A title as official-sounding as “nutritional psychologist” could also give the false impression that eating wild salmon and kale will resolve your condition, Ramsey says. “Mental health disorders are really personal and really complex,” he adds. “This is not meant to be a replacement for other treatments,” such as therapy and medication, but instead is meant to be used in conjunction with those things.
Your health comes first
While exciting, nutritional psychology is still very young. Some leaders in the field are calling for regulation and standardization of care. Jacka and her colleagues at the Food and Mood Centre are working with an international team of experts to develop clinical guidelines for practitioners on how to use lifestyle changes as the foundation for treating mental disorders.

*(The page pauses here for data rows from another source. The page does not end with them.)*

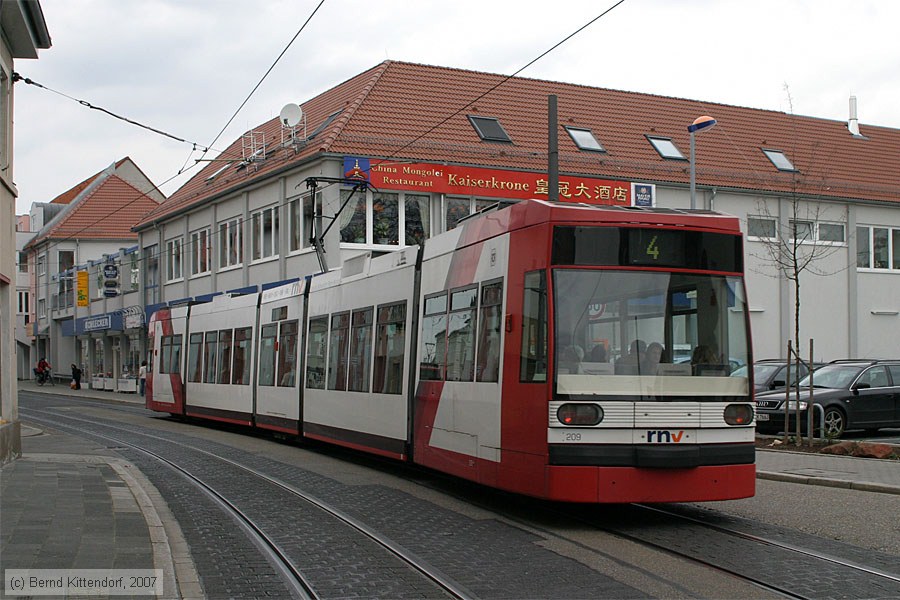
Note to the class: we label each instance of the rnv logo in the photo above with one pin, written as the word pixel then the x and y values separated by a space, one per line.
pixel 664 436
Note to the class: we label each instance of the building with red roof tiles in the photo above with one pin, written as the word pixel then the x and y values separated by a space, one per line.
pixel 81 234
pixel 436 144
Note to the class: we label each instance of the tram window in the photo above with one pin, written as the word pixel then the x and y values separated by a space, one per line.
pixel 224 356
pixel 195 364
pixel 175 366
pixel 360 350
pixel 533 365
pixel 267 337
pixel 316 352
pixel 489 350
pixel 166 351
pixel 434 338
pixel 241 371
pixel 390 340
pixel 461 335
pixel 209 356
pixel 287 354
pixel 337 351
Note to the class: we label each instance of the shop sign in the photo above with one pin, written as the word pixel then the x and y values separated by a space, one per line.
pixel 81 288
pixel 481 182
pixel 97 323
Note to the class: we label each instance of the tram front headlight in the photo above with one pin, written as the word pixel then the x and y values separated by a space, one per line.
pixel 579 414
pixel 738 414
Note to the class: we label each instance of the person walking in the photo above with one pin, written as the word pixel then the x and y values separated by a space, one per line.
pixel 142 376
pixel 76 377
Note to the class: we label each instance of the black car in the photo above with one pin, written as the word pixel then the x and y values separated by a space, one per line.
pixel 853 394
pixel 771 374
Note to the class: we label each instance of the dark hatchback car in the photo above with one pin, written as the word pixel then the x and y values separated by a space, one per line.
pixel 771 374
pixel 853 394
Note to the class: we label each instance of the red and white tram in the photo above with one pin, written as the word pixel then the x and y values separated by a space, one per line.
pixel 564 351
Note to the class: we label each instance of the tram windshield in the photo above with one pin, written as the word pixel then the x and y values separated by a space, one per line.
pixel 651 334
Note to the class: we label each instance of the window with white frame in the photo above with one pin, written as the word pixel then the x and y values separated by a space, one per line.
pixel 300 221
pixel 231 251
pixel 173 259
pixel 878 248
pixel 264 232
pixel 385 218
pixel 761 227
pixel 23 306
pixel 459 208
pixel 200 252
pixel 818 231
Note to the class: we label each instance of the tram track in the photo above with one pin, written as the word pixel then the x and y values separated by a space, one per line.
pixel 766 563
pixel 300 585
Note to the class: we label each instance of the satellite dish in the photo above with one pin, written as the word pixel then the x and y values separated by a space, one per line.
pixel 291 115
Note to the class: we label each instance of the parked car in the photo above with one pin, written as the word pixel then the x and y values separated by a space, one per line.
pixel 853 394
pixel 771 374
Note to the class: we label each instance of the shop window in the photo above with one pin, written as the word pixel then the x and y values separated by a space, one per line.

In the meantime, for anyone interested in using nutrition to support mental health, most experts recommend seeing both a mental health professional and a dietitian. There are also practical benefits of seeking out licensed providers. While insurance should cover mental healthcare and nutritional care, services furnished by a nutritional therapist might not make the cut.
No matter who you see, check out their education and experience, and ask not only what type of care they provide but also what evidence they have that their treatment method works. And don’t neglect other forms of care. “This alone is not going to cure you,” Palmer adds. “This is one part of a comprehensive treatment plan. So many factors go into mental health, and diet and dietary interventions can be part of that.”